Schools can’t automatically pass on financial shocks to parents by way of increased fees – David Woodgate, ISBA

Woodgate stresses the importance of looking at other options before increasing fees, such as pausing recruitment, voluntary redundancies, mergers and acquisitions, as well as pulling out of Teachers’ Pensions – a scheme that is “increasingly becoming unaffordable”, he says.

Mergers are an emerging trend that will continue, Woodgate predicts, as institutions can bring two schools together and sell one site – the money from which can be used to subsidise fees, offer bursaries or undertake capital expenditure.

Time of growth

The pandemic continues to be a challenging time for educators, but it’s also a time of tremendous growth and learning.
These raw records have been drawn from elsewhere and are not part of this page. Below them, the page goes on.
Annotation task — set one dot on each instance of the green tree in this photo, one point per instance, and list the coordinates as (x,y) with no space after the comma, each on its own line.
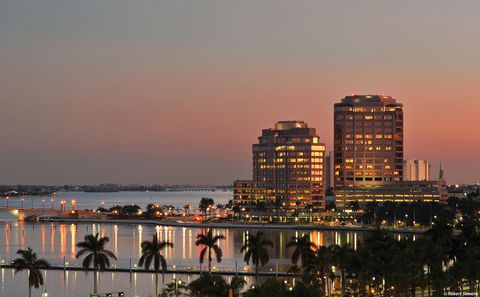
(209,242)
(206,203)
(255,248)
(341,255)
(28,261)
(236,285)
(208,285)
(151,252)
(97,255)
(303,249)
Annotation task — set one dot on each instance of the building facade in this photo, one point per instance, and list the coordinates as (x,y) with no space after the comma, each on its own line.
(288,171)
(368,141)
(400,192)
(416,170)
(329,171)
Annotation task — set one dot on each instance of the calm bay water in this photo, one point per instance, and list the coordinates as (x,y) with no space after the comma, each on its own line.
(56,243)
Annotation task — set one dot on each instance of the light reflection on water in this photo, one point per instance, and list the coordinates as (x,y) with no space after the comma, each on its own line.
(57,241)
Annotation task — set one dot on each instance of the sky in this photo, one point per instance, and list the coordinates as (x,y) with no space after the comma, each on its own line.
(151,91)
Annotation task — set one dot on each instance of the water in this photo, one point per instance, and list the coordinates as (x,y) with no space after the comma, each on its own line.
(56,242)
(94,200)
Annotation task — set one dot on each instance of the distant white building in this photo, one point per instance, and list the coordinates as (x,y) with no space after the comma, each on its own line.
(416,170)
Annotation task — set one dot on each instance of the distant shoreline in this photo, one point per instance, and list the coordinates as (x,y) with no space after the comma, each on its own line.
(237,225)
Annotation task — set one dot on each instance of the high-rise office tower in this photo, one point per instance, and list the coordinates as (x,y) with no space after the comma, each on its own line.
(288,171)
(416,170)
(329,170)
(368,141)
(368,148)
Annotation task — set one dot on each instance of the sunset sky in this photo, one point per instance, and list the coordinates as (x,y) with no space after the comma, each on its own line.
(154,91)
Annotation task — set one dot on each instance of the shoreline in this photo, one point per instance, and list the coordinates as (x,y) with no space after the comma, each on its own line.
(237,225)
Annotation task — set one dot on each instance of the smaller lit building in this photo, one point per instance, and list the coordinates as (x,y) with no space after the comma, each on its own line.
(405,191)
(416,170)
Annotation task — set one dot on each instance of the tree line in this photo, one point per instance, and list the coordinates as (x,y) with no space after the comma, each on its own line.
(444,259)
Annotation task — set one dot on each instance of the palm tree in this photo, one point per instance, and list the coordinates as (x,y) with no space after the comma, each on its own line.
(236,285)
(323,261)
(95,248)
(255,248)
(208,285)
(210,243)
(28,261)
(151,252)
(304,249)
(341,256)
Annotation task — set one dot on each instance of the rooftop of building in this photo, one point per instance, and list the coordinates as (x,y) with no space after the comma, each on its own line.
(368,99)
(287,125)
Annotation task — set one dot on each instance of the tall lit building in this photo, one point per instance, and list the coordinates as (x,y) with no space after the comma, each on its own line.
(288,171)
(368,141)
(368,148)
(416,170)
(329,170)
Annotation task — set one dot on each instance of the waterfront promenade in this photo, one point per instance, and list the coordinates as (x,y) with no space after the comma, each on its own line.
(243,225)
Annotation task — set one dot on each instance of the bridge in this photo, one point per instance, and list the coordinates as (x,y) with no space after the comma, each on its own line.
(25,213)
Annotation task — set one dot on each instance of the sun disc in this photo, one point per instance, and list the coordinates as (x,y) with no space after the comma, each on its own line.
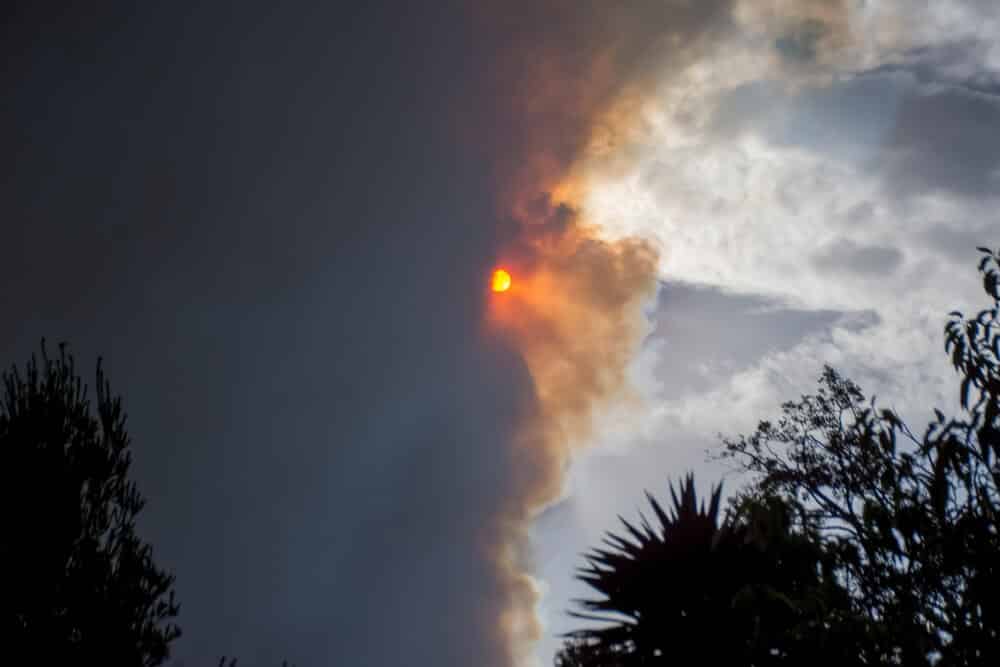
(501,281)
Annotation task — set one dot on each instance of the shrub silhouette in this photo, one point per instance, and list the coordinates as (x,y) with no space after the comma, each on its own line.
(79,586)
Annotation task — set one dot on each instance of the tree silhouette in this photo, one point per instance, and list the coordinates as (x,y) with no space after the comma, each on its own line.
(910,524)
(692,589)
(79,586)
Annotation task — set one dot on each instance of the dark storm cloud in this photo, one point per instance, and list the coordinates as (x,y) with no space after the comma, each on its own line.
(263,220)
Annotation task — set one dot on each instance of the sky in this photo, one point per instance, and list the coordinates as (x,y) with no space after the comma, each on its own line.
(277,226)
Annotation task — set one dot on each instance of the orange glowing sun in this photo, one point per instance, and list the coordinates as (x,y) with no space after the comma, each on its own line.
(501,281)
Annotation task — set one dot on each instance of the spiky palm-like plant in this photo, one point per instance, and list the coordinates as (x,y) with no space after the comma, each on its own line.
(690,588)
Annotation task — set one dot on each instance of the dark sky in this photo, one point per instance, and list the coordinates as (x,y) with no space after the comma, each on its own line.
(270,223)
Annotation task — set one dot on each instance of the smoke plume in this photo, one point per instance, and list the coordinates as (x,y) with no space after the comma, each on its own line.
(567,90)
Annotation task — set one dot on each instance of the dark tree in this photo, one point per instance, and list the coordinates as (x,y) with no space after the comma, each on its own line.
(78,585)
(910,523)
(692,590)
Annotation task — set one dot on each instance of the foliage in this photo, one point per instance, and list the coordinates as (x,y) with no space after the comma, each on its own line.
(692,589)
(910,524)
(79,586)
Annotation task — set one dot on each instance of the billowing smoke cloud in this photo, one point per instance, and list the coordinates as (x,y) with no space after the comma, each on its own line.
(565,106)
(566,96)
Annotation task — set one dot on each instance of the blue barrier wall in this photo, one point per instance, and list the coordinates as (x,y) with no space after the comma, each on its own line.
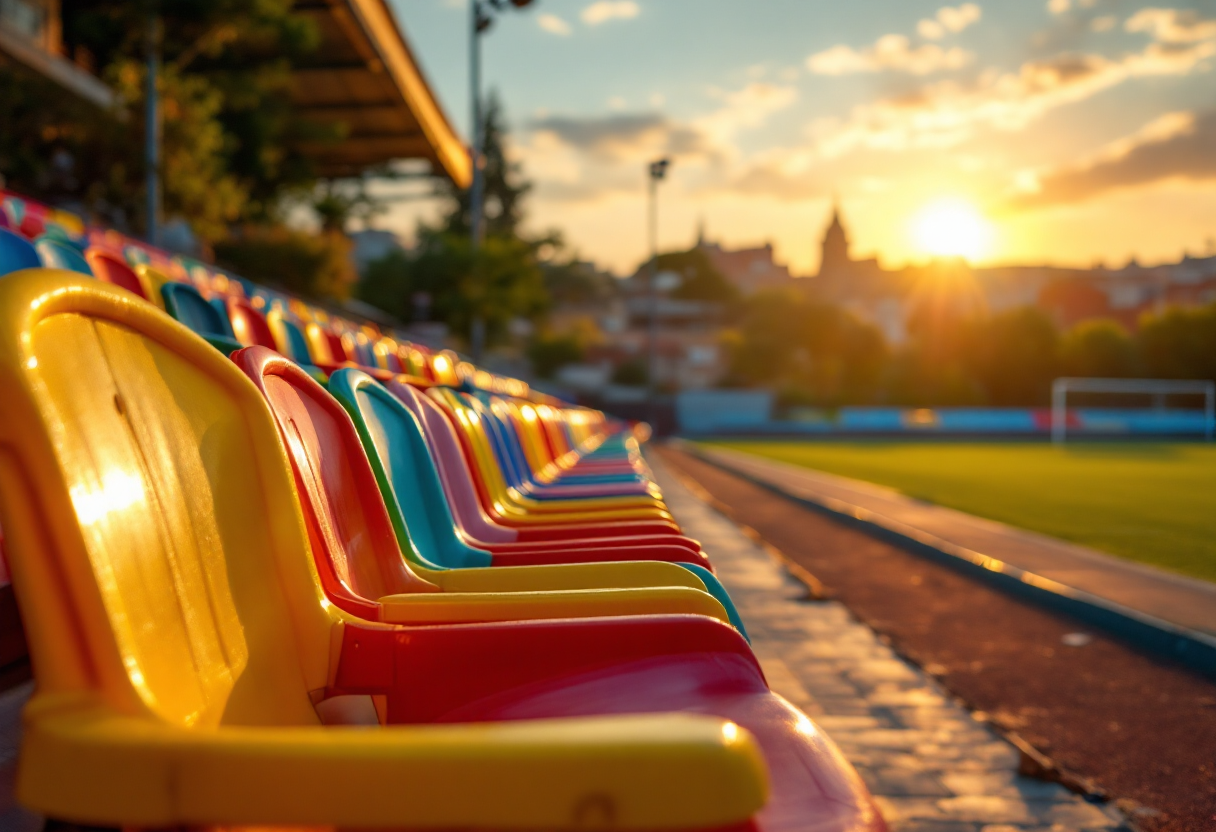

Woodgate says bursars have learnt they cannot be complacent and assume their parent base is price insensitive.

There are clearly many challenges ahead, especially for our talented bursars, but it’s certainly not all doom and gloom.

Woodgate sums it up best: “Our schools are very resilient. They have been through periods of change in the past and have come out the other side. “They will survive this particular crisis and further financial shocks to come potentially in the future.”